30 octubre, 2013
500 días juntos
Desde que los monos se hicieron humanos tienen la costumbre de pasar la vida rebobinando trozos de tiempo. Pasar revista del pasado y recordar aquello que una vez tuvimos y ya no, es una afición muy extendida: masticamos los recuerdos con la lentitud de un camello. ‘500 días juntos’ es la historia de una digestión. El protagonista hace un inventario en retrospectiva de su última relación amorosa: chico con ojos de cocker desgraciado se enrolla con chica en el cuarto de las fotocopiadoras. En el instante en que ella confiesa que su Beatle favorito es Ringo Starr deberían saltar todas las alarmas y sospechar que el asunto no tiene futuro.
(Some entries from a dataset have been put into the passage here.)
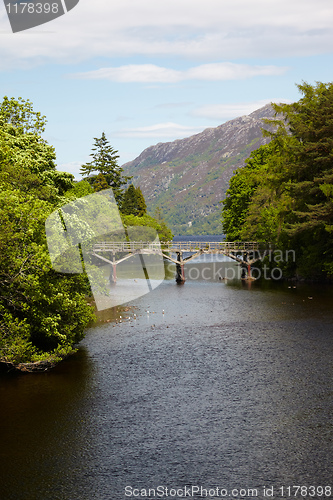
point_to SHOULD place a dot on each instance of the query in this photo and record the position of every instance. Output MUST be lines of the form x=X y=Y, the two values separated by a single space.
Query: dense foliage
x=43 y=313
x=133 y=202
x=103 y=171
x=284 y=194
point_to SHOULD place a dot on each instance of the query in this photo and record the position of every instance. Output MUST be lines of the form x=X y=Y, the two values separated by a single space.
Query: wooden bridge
x=246 y=253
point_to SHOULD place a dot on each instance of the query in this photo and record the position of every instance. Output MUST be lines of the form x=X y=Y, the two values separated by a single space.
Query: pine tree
x=105 y=162
x=133 y=202
x=100 y=183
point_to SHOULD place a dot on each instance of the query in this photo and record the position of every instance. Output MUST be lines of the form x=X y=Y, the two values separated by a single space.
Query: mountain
x=188 y=178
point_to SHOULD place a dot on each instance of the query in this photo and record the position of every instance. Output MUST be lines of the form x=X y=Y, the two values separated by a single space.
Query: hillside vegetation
x=284 y=194
x=187 y=178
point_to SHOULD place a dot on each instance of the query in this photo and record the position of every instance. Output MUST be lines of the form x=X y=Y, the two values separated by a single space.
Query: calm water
x=231 y=387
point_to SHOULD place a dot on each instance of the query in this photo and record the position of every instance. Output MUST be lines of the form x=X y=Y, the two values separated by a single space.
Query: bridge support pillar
x=249 y=270
x=180 y=271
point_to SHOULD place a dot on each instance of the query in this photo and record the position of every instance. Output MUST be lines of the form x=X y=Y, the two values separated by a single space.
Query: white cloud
x=230 y=111
x=160 y=130
x=210 y=30
x=150 y=73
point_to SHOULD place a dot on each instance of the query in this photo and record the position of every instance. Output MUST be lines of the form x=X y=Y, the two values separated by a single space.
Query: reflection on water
x=213 y=383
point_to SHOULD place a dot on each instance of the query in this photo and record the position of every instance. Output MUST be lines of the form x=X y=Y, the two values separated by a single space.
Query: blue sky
x=150 y=71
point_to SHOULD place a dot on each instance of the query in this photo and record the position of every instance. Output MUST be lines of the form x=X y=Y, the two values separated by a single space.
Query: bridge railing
x=171 y=246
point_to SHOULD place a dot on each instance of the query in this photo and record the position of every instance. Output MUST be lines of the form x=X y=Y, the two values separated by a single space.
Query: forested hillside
x=284 y=194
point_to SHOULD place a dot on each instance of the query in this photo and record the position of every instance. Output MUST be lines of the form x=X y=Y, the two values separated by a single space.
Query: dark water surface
x=230 y=387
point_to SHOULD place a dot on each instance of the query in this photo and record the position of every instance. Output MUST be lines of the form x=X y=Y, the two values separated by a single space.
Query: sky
x=152 y=71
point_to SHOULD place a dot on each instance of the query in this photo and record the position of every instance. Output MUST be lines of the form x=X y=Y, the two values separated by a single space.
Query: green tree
x=242 y=187
x=100 y=183
x=20 y=114
x=105 y=162
x=292 y=204
x=133 y=202
x=42 y=313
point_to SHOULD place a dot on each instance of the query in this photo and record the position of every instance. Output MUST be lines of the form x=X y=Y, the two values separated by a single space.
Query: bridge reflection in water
x=246 y=253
Pero no. Las expectativas siempre visten gafas de sol que eliminan la claridad.
Mediante saltos adelante y atrás en el tiempo de esta pareja, el guión va contando su historia con la misma estructura narrativa de ‘Dos en la carretera’, aquella película en la que Audrey Hepburn preguntaba: «¿Qué clase de personas se sientan en un restaurante y no se dicen nada?». «Los matrimonios» respondía Albert Finney. Esta sentencia que habla sobre el desgaste del tiempo tiene su equivalente aquí: «¿Qué pasó? Lo que siempre pasa: la vida». Uno se llena de intenciones y el tiempo se encarga de vaciarlas.
Por aquello de restar dramatismo al tono nihilista-pesimista de párrafos anteriores, diré que el tratamiento de la película es ligero, amable y divertido. En lugar de estrellas inalcanzables intentando pasar por gente normal, los protagonistas son guapos camuflados que pasean su felicidad publicitaria por cines, museos y tiendas de vinilos, al tiempo que suenan canciones de éxito que se integran con gran desparpajo en la banda sonora. El guión, hábilmente construido, hace un recorrido por los lugares comunes del noviazgo sacándoles punta con la precisión del que afila un lápiz y le sale una pluma. En toda esta peripecia de enamoramientos, rupturas, reconciliaciones y otras contingencias, el protagonista descubre que las cosas siempre van bien hasta que dejan de ir bien. También aprende algo decisivo: nunca hay que traspasar el umbral del cuarto de las fotocopiadoras.
(Publicado en La Voz de Galicia)
24 octubre, 2013
La octava mujer de Barba Azul
Nadie como Lubitsch convierte los lugares comunes en poco frecuentes. La retranca, el giro inesperado, los dobles sentidos, la elegancia o la picardía forman parte de su alfabeto reconocible: una forma de entender la vida en la que todos flirtean por encima de sus posibilidades. ‘La octava mujer de Barba Azul’ deja claro desde la primera escena que el amor es como los negocios, solo que más divertido: Gary Cooper interpreta a un millonario de pelo relamido que se presenta en unos grandes almacenes con el desdén del que viene a cobrar una factura. Pretende comprar un pijama, pero solo la chaqueta: «Yo duermo sin el pantalón. No quiero cosas que no uso», afirma con impertinencia ante la mirada horrorizada del vendedor, que llama a su superior para ver si pueden acceder a semejante desatino. El encargado, a su vez, corre a consultar el asunto con el vicepresidente, de manera que la cuestión se va traspasando de jefe en jefe como un virus de alto contagio hasta llegar a la cúpula: Suena el teléfono en la habitación del presidente de la compañía, que está leyendo la prensa en la cama como si fuese Marcel Proust. «¡Imposible! No vendemos pijamas por partes. Eso sería comunismo», exclama. Cuando se levanta de la cama, vemos que también él lleva solo la chaqueta del pijama puesta.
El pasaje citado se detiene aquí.